The basic communication network in Bluetooth networks is called a Piconet. The channel access in a Piconet is managed by a Master which is one of the participants in the communication. All other participants in the communication are called Slaves. A master is allowed to serve at most 7 slaves, and a Master can be a Slave in another Piconet. A Slave can also be a Slave in another Piconet. A Master or a Slave that participates in multiple Piconets is called a bridge node and acts as a router between the Piconets. A connected network that spans more than one Piconet is called a Scatternet. Ad hoc multi-hop networks in Bluetooth networks are formed using Scatternets.
Multi hop communications are useful for extending the communication range of a device which is constrained by the maximum device capacity of a Bluetooth Piconet and/or user preferences. For example, a smart phone may prefer to communicate through its trusted laptop or PDA to the outside world. Hence in Bluetooth based ad hoc networks, having two devices within their nominal communication range is not a guarantee that they establish a direct link. This constrains the network topology.
Network topology has a great influence on the performance of the network. A casually designed network topology might be inefficient, and also might preclude some of the applications that otherwise could operate on the network.
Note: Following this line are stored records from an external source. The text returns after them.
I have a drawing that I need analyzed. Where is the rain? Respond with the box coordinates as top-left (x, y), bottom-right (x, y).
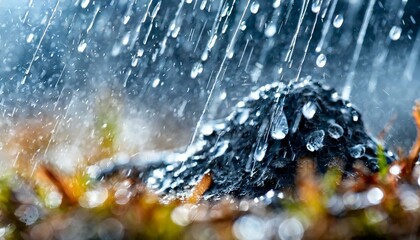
top-left (0, 0), bottom-right (419, 238)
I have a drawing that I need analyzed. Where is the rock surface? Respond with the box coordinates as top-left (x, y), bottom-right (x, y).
top-left (96, 81), bottom-right (395, 199)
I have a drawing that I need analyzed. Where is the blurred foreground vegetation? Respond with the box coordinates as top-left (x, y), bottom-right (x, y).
top-left (1, 101), bottom-right (420, 239)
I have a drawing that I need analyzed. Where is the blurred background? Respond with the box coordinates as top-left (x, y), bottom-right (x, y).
top-left (0, 0), bottom-right (419, 171)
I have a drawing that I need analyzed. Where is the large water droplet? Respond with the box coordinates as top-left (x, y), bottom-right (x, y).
top-left (349, 144), bottom-right (365, 158)
top-left (152, 78), bottom-right (160, 88)
top-left (273, 0), bottom-right (281, 8)
top-left (328, 123), bottom-right (344, 139)
top-left (302, 101), bottom-right (317, 119)
top-left (191, 62), bottom-right (204, 79)
top-left (15, 205), bottom-right (39, 225)
top-left (316, 54), bottom-right (327, 68)
top-left (389, 26), bottom-right (402, 41)
top-left (77, 41), bottom-right (87, 53)
top-left (306, 130), bottom-right (325, 152)
top-left (333, 14), bottom-right (344, 28)
top-left (250, 1), bottom-right (260, 14)
top-left (81, 0), bottom-right (90, 9)
top-left (271, 111), bottom-right (289, 140)
top-left (311, 0), bottom-right (322, 13)
top-left (264, 24), bottom-right (277, 38)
Most of the network formation research for Bluetooth based ad hoc networks concentrates on finding an optimal initial topology for a scatternet.
One problem with static network formation protocols is that when a node moves and the topology changes, the initial criteria satisfied by the topology may no longer be valid.
Node mobility calls for a network topology optimization strategy as an integral part of mobility management and/or data traffic routing. This application takes the second approach and addresses the problem of network topology optimization while routing the data traffic.
Adapting the topology of a network based on the requirements of a data flow is known. “A Two-Phase Scatternet Formation Protocol for Bluetooth Wireless Personal Area Network”, Kawamoto, Y. et al, WCNC 2003—IEEE Wireless Communications and Networking Conference, vol. 3, 16-20 Mar. 2003, pages 1453-1458, discloses a two-phase scatternet formation protocol that supports dynamic topology changes. In a first phase, a control scatternet is constructed to support topology changes and route determination. The control scatternet does not operate according to the Bluetooth specification, but instead the piconets are synchronized so that there are common periods when a bridge node switches between piconets without informing the masters about the timing of each switch over. The second phase creates a separate on-demand scatternet whenever a source node wants to initiate data communications with another destination node. The on-demand scatternet formation is itself divided into two steps. In the first step, the control scatternet is used in the selection of a route in the control scatternet between a source and the master serving a destination. In the second step, the master node with which the source node communicates with selects the participating nodes for the on-demand scatternet. The master node uses its own slaves' and adjacent neighbor information to choose the participating nodes. Each master node must maintain all the information of its slaves and bridge nodes within its piconet and adjacent piconets. The on-demand scatternet is torn down when the data transmissions are finished. It will be appreciated that there is a heavy overhead in setting-up and maintaining the control scatternet and that the on-demand scatternet is used only as a temporary addition to the static control scatternet.